Corey Scholtka of
Corey Scholtka
(414) 940-5555(414) 940-5555

Create and preserve equity.

If the current government-backed mortgage loan options were to disappear then it will become much more difficult, or impossible to buy and sell one’s home. Private money will definitely cost more than 3.5% amortized over 30 years.. That’s a fact and I’m not trying to be scary (despite my profile photo).

I believe the likelihood home values will decrease dramatically in real terms anytime soon are low at this time. Compare the value of your home to other assets.  It is quite rational to question if the US FED will be able to keep interest rates this low forever? My advice to everyone who owns real estate (and does not plan to die in the home) is to pay down a good chunk of your equity. Pay down the mortgage and create a large ’buffer’ in case you need to re-finance (if rates go any lower I’d be happily surprised). Pay down the mortgage in case you need to sell the property someday, because the value of your equity may be much lower compared to today’s cost of living.

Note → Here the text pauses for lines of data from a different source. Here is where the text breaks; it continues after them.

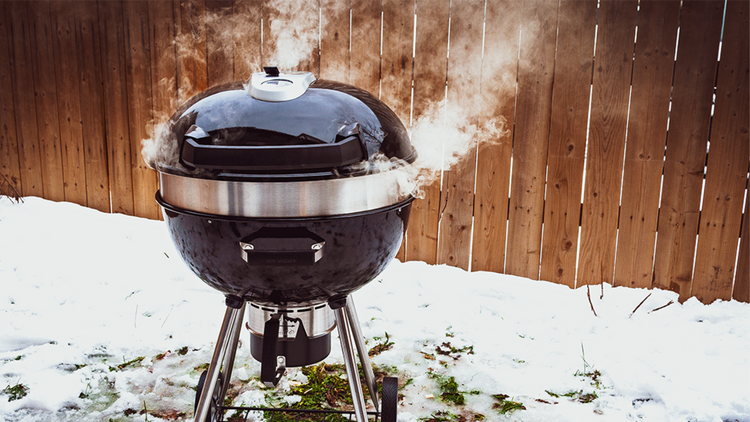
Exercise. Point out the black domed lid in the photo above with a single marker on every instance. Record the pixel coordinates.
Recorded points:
(284, 125)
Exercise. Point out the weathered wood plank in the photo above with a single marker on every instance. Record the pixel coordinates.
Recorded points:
(247, 39)
(741, 291)
(45, 94)
(219, 42)
(91, 99)
(499, 80)
(530, 141)
(364, 65)
(694, 77)
(192, 76)
(567, 140)
(430, 73)
(163, 27)
(464, 70)
(9, 167)
(728, 161)
(611, 87)
(647, 133)
(334, 40)
(112, 32)
(396, 62)
(140, 119)
(69, 102)
(22, 63)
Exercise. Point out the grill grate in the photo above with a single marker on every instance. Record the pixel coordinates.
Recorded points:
(242, 414)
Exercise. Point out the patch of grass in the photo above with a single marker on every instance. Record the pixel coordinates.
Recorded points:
(382, 345)
(449, 392)
(578, 396)
(446, 349)
(442, 416)
(325, 389)
(16, 392)
(504, 406)
(130, 363)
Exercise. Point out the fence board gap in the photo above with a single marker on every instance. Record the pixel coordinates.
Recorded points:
(116, 106)
(334, 40)
(139, 95)
(247, 39)
(219, 42)
(9, 160)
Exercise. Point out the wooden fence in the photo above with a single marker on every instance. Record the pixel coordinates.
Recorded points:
(626, 159)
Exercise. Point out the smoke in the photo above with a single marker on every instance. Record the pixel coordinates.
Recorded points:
(295, 30)
(444, 132)
(445, 138)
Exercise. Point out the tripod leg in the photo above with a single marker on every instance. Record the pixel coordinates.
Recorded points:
(364, 358)
(225, 344)
(352, 373)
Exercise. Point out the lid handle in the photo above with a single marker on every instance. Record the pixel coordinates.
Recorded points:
(197, 152)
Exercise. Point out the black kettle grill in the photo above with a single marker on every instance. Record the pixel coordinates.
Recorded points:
(283, 193)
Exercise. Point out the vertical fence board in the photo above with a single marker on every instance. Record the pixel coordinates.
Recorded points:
(9, 168)
(430, 73)
(219, 42)
(694, 77)
(69, 102)
(163, 64)
(609, 108)
(464, 67)
(647, 132)
(112, 31)
(45, 94)
(567, 140)
(741, 290)
(396, 62)
(396, 68)
(727, 166)
(364, 64)
(530, 141)
(22, 56)
(192, 76)
(139, 97)
(91, 94)
(334, 40)
(163, 61)
(499, 75)
(247, 40)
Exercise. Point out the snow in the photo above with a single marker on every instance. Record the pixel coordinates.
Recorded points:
(82, 292)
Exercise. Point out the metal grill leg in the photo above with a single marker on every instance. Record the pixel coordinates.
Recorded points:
(364, 358)
(225, 351)
(344, 328)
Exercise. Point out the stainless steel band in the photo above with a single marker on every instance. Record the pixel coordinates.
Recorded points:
(308, 198)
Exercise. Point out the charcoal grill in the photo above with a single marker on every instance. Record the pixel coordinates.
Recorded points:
(284, 193)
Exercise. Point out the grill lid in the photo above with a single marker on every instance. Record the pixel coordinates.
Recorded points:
(282, 125)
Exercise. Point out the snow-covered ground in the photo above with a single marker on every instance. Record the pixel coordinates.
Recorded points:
(100, 320)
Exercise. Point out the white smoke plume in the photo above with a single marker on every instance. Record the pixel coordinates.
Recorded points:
(295, 31)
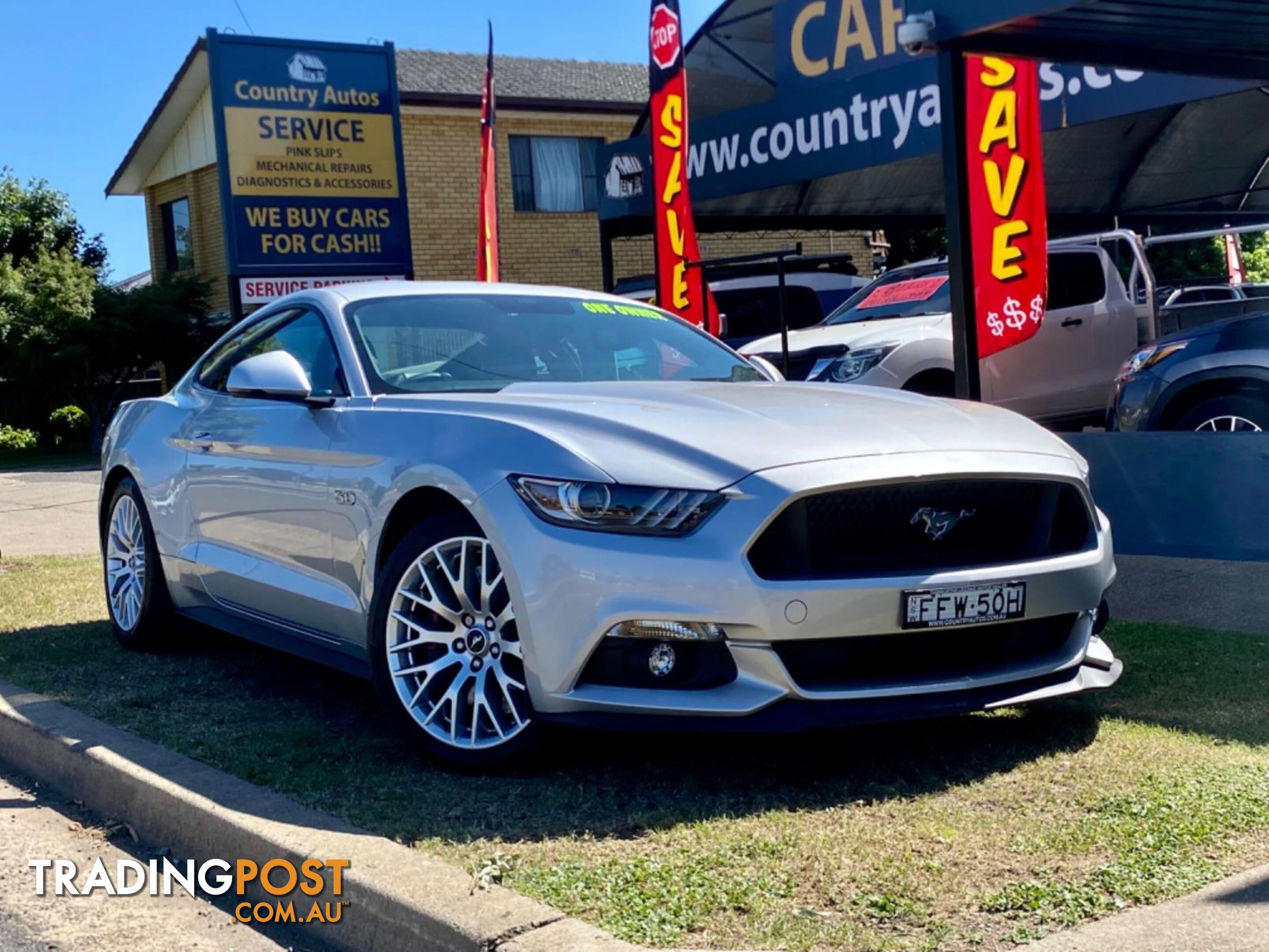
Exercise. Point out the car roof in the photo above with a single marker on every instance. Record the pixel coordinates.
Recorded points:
(363, 291)
(820, 281)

Perhaps ‘assumable’ mortgages are a real value right now? If interest rates go way up, certainly.  I have represented many buyers who have purchased assumable loans since I was licensed at an early age back in 1994, but rates have mostly decreased in that timeframe so I have never heard from anyone who has successfully taken over an ‘assumable’ loan. Usually FHA or VA (both government backed), who’s to guarantee the loan would be transferred VS. your note being called due in these scenarios? After all its the government. Everything has risks.

If you have ever assumed (or gotten rid of) your mortgage loan thru ‘assumption’ then I would really like to hear about it, please reply.


1 Comment

lee bevan on said: Reply

When purchasing the last rental property I own, I considered obtaining a mortgage with an assumable rate. I think it’s an option which could make a property much more saleable a few years down the line. However, mortgagors need to be aware that potential buyers would have to pay the them the difference between the sale price and the amount owed on the mortgage up front, i.e. they would not be able to get a mortgage (at least not a 1st) for that porting. Just something to consider. Personally, although I didn’t obtain an assumable on this occasion, I do think it’s a good option because in the event that rates start heading up, values are likely to go down anyway and therefore you wouldn’t have the equity cash payment problem.